掲載日 : [2009-08-26] 照会数 : 3773
龍王宮の記憶次代へ 済州出身同胞祈りの場
【大阪】解放直後から済州道出身の同胞女性たちの心の拠り所であり、巫俗伝統に由来する祈りの場となってきた桜ノ宮「龍王宮」が、「不法占拠」を理由に来春には取り壊される。
これを惜しむ若手研究者らが22日、多くの市民に知ってもらおうと現地で「龍王宮祝祭〜もう一つの水都大阪2009」を行った。市民130人が参加した。

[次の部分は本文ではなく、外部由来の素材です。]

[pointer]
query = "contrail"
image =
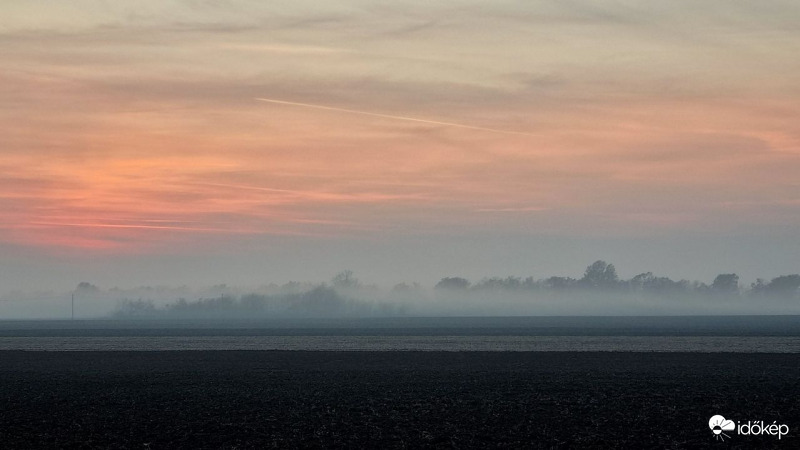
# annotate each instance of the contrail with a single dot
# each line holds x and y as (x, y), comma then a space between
(389, 116)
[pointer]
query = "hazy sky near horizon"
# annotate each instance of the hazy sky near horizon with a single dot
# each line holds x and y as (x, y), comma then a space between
(660, 136)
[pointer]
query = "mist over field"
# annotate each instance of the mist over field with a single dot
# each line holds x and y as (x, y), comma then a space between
(599, 292)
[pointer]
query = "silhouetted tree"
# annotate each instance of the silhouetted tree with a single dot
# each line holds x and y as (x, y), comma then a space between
(497, 283)
(559, 283)
(345, 280)
(726, 283)
(600, 274)
(455, 283)
(647, 282)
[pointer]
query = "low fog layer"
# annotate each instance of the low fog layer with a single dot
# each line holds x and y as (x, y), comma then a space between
(598, 292)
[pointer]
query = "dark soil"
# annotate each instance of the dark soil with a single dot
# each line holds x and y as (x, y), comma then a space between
(272, 399)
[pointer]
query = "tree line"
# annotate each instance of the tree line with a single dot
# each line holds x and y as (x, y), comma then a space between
(602, 276)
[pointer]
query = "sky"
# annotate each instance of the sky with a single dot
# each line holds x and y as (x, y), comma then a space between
(246, 142)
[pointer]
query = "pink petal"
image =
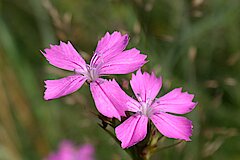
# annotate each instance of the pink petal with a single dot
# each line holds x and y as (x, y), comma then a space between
(145, 86)
(175, 101)
(173, 126)
(133, 105)
(109, 98)
(64, 56)
(123, 63)
(132, 131)
(62, 87)
(109, 46)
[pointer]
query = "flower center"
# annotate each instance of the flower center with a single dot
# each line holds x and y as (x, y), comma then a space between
(91, 73)
(146, 108)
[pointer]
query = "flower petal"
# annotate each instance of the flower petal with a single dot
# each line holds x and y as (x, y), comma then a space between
(109, 98)
(173, 126)
(175, 101)
(109, 46)
(145, 86)
(123, 63)
(62, 87)
(64, 56)
(132, 131)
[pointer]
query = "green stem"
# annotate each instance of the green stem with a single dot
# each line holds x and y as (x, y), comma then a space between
(169, 146)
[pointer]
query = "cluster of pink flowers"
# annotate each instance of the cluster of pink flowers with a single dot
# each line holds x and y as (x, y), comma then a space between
(110, 57)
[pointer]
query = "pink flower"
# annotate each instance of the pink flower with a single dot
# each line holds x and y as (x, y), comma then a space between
(110, 57)
(146, 88)
(67, 151)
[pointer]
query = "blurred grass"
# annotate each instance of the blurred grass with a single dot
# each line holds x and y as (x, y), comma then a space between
(191, 43)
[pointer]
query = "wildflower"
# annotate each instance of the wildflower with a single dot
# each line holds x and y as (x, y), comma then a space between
(146, 88)
(67, 151)
(110, 57)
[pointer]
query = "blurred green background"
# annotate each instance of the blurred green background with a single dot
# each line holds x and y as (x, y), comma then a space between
(191, 43)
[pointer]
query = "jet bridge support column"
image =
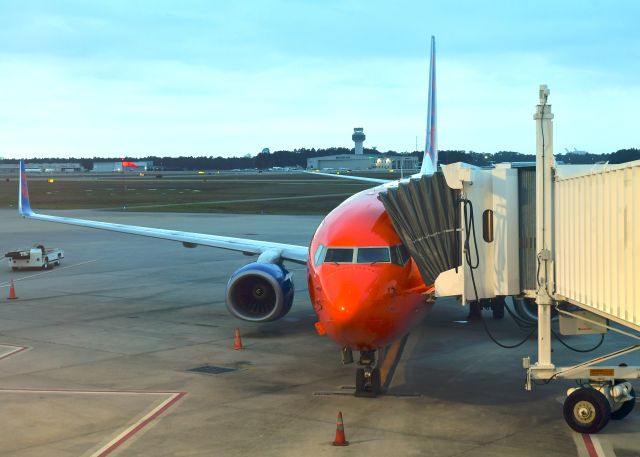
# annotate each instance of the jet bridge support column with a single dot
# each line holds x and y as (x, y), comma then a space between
(544, 225)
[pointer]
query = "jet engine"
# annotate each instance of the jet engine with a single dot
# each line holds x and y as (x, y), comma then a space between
(260, 292)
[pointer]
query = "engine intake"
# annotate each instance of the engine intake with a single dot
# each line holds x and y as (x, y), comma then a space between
(260, 292)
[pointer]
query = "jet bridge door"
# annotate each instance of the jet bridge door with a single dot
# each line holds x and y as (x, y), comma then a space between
(425, 213)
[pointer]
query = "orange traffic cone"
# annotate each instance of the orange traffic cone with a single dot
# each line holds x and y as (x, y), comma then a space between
(237, 342)
(12, 292)
(340, 439)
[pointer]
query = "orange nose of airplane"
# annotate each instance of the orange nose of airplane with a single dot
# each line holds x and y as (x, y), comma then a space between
(361, 307)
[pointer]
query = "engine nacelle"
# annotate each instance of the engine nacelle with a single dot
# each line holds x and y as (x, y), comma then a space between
(260, 292)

龍王宮は淀川にかかる大阪環状線桜の宮駅近くの大川べりにある「賽神(クッ)センター」ともいうべき建物。最盛期の73年には1日で150組の同胞が「海の神(龍王)」に祈りを捧げに来た。現在でも月数回は儀礼の場として使用されている。
「祝祭」準備チームを務めた全泓奎さん(大阪市立大学都市研究プラザ・准教授)は、「在日の民族的なアイデンティティの変容が進み、この場所の存在そのものを知らない人々が増えているだけに、龍王宮の持つ意味について調査し、資料として残していきたい」と述べた。
この後、詩人の金時鐘さんらによるリレートークと、在日歌手・朴保さんのライブが行われた。